Now, compare this to the situation where we are tokenizing text. We
don't know where the end of the token is (apriori, before hand), we
are trying to find it. Thus, if there are extra a characters after
the first a, we don't know whether we should terminate the token or
not. If those a characters are followed by a b character, then we
should not have terminated the token. However, if those a characters
are followed by anything other than a b character (including the end
marker), then a single a character is the correct token.


This subtlety is skipped over in all the texts that I have read on the
topic. And at some level, it is what separates theory from practice.
We have a perfectly good theory of regular expressions, NFAs, and
DFAs. However, when we apply those theories in practice, we don't
always meet all the requirements of the theory and those discrepancies
are often swept under the rug.


So, while regular languages have a simple theory, their use in
tokenizing a text, doesn't strictly meet the requirements of the
theory. Thus, when tokenizing, one needs the ability to keep the
longest match seen so far and back track to it if the string doesn't
match a longer potential match. However, worth noting is that you
don't need a stack of these when using a DFA matcher, one longest
match seen suffices. I will leave that as an exercise for you to
prove that to yourself.


And, therein lies some insight. The problem isn't the theory. It
isn't even the practice. The key is that the theory is close enough
to the practice, that the details that get swept under the rug don't
invalidate the theory entirely. They just require slight adaptations
when being used in practice. The amount of adaptation the theory can
be bent to accept is limited though. For example, the theoretical
equivalence of DFAs and NFAs has certain requirements that need to be
met.


However, many of the extensions to regular expressions (captures and
backreferences, greedy, lazy, and possesive operators) stress that
theory farther than we know how to bend it. At that point the
equivalence between DFAs and NFAs break down, and the reliance on back
tracking methods to get the "desired" result become significant.
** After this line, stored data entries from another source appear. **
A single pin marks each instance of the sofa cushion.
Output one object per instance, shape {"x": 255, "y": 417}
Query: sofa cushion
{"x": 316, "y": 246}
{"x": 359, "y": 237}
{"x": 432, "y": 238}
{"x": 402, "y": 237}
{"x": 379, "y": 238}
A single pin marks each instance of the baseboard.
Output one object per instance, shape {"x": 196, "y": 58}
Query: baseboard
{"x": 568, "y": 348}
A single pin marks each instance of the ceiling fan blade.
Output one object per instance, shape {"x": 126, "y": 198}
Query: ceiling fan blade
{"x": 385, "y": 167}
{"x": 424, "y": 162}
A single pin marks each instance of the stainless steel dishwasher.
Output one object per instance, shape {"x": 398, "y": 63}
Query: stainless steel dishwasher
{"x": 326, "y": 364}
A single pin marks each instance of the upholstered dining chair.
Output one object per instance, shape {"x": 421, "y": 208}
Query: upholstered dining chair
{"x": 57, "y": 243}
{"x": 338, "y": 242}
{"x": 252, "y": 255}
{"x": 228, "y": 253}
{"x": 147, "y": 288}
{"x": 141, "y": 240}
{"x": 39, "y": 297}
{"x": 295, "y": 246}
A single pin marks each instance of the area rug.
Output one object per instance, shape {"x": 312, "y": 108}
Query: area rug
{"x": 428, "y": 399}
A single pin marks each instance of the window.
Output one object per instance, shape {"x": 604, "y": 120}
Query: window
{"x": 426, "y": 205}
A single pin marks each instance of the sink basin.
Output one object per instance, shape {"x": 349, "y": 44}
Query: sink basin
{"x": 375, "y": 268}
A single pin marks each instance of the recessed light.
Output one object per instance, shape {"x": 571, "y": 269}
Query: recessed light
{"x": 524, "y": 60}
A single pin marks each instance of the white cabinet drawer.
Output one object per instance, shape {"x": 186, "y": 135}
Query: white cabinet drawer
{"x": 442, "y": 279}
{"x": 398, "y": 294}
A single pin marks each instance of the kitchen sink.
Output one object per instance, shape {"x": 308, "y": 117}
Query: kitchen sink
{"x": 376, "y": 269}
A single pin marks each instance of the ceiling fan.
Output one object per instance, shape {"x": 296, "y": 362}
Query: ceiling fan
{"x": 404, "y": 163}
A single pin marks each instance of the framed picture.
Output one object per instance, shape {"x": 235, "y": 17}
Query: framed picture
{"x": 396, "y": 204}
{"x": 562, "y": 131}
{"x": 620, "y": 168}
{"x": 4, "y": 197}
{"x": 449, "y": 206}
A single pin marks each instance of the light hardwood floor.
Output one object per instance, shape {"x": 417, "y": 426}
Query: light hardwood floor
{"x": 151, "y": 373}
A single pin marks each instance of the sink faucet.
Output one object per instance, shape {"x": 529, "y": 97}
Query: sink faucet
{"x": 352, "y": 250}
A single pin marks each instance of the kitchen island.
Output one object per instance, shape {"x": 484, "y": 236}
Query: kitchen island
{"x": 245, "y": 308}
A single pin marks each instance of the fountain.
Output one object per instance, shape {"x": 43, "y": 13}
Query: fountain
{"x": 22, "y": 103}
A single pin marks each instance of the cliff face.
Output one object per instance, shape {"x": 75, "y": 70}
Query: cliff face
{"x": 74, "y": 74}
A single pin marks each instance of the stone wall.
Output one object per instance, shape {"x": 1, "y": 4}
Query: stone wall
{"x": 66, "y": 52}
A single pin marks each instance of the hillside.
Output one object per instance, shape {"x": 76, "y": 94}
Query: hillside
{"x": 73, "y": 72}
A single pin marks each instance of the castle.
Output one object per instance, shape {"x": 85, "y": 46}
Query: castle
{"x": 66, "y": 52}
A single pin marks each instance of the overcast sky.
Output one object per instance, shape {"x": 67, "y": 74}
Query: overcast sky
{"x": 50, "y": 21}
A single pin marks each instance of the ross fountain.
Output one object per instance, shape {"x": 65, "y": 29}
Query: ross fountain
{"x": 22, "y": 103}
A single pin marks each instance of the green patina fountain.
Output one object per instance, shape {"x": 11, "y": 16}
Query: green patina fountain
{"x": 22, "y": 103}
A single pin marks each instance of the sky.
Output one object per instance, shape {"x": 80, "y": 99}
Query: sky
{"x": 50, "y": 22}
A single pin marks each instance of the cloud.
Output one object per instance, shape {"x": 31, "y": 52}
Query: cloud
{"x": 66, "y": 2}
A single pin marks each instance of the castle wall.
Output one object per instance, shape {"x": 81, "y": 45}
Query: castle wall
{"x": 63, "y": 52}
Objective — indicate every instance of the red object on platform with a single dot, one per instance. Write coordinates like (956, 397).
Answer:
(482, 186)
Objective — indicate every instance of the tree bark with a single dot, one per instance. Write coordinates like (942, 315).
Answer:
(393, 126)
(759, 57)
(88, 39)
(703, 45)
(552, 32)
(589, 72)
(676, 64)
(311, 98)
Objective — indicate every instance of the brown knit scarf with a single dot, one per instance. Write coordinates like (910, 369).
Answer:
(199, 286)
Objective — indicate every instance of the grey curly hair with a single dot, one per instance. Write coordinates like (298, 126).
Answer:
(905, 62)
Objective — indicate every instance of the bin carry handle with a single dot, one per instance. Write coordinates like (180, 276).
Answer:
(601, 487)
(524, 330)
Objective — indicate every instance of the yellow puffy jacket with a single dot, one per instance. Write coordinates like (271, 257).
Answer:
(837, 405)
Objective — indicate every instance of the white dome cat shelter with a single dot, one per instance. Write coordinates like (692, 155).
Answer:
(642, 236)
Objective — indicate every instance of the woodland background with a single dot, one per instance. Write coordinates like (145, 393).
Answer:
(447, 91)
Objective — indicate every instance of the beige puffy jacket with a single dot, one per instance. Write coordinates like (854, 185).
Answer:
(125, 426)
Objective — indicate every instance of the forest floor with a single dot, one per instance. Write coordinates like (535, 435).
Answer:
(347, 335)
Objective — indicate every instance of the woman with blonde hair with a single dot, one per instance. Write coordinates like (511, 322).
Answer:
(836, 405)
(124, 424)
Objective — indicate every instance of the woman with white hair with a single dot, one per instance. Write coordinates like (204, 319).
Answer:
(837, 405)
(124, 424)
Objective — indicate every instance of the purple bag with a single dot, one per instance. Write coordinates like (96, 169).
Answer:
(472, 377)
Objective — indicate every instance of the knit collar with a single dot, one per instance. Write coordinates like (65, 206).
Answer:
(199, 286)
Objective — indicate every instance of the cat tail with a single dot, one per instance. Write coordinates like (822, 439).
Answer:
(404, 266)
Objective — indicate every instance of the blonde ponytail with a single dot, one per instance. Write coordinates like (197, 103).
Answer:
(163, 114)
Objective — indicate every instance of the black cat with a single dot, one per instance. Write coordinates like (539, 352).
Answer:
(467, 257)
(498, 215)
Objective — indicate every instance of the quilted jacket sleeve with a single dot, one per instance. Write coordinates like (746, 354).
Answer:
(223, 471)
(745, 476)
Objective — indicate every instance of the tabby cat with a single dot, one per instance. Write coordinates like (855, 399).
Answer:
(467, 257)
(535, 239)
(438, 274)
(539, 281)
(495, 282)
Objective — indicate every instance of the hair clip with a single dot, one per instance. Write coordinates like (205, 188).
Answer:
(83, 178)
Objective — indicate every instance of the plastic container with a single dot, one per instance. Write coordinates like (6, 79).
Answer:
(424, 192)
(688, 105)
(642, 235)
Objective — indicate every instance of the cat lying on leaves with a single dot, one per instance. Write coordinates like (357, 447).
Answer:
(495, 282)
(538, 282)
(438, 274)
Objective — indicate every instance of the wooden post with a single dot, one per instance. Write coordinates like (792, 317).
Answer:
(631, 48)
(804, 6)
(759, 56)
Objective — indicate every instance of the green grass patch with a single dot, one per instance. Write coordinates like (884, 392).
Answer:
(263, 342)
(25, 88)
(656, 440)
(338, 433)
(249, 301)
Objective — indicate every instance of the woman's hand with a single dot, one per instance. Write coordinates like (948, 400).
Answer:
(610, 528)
> I know that backreferences make a language non-regular (more about that
> later), but what forms of capture are regualr? Are there any tools out
> there who always answer membership in O(n) that support some kind of
> subexpression capture? (Without having to hack around yourself with
> embedded actions.)


There are forms of capture that are regular, and forms corresponding
to the various classes of languages, LL, LR, etc. I believe that
general capture is equivalent to a TM, even without back references.
Ville Laurikari's work examines this fairly thoroughly and others have
taken it even further.


> I also have two rather unrelated questions that have been bugging me for
> quite some time:
>
> Is every regular language LL(1)? I know that every regular language is a
> context-free language, and that every LL(1) language is also
> context-free. But are all regular languages contained in LL(1)?


Yes. All regular languages can be rewritten as a right recursive
grammar that is LL(1). That said, you need to treat that with the
proper prespective. If you are writing an LL(1) tokenizer, you still
have to deal with the end of token issue described above.


> What class of language do regexes with backreferences fall into?
> Membership is NP-Complete so they are not in CFG (or are they? assuming
> P=NP?).


See above.


> thanks, fabian


BTW, the theory gets stressed even further if you don't know where the
match should start, i.e. one is looking for a regular expression as a
subset of a string and attempting to find both the start and end
boundaries. Solving that problem efficiently with fixed hardware is
interesting to me. It is more subtle than it looks.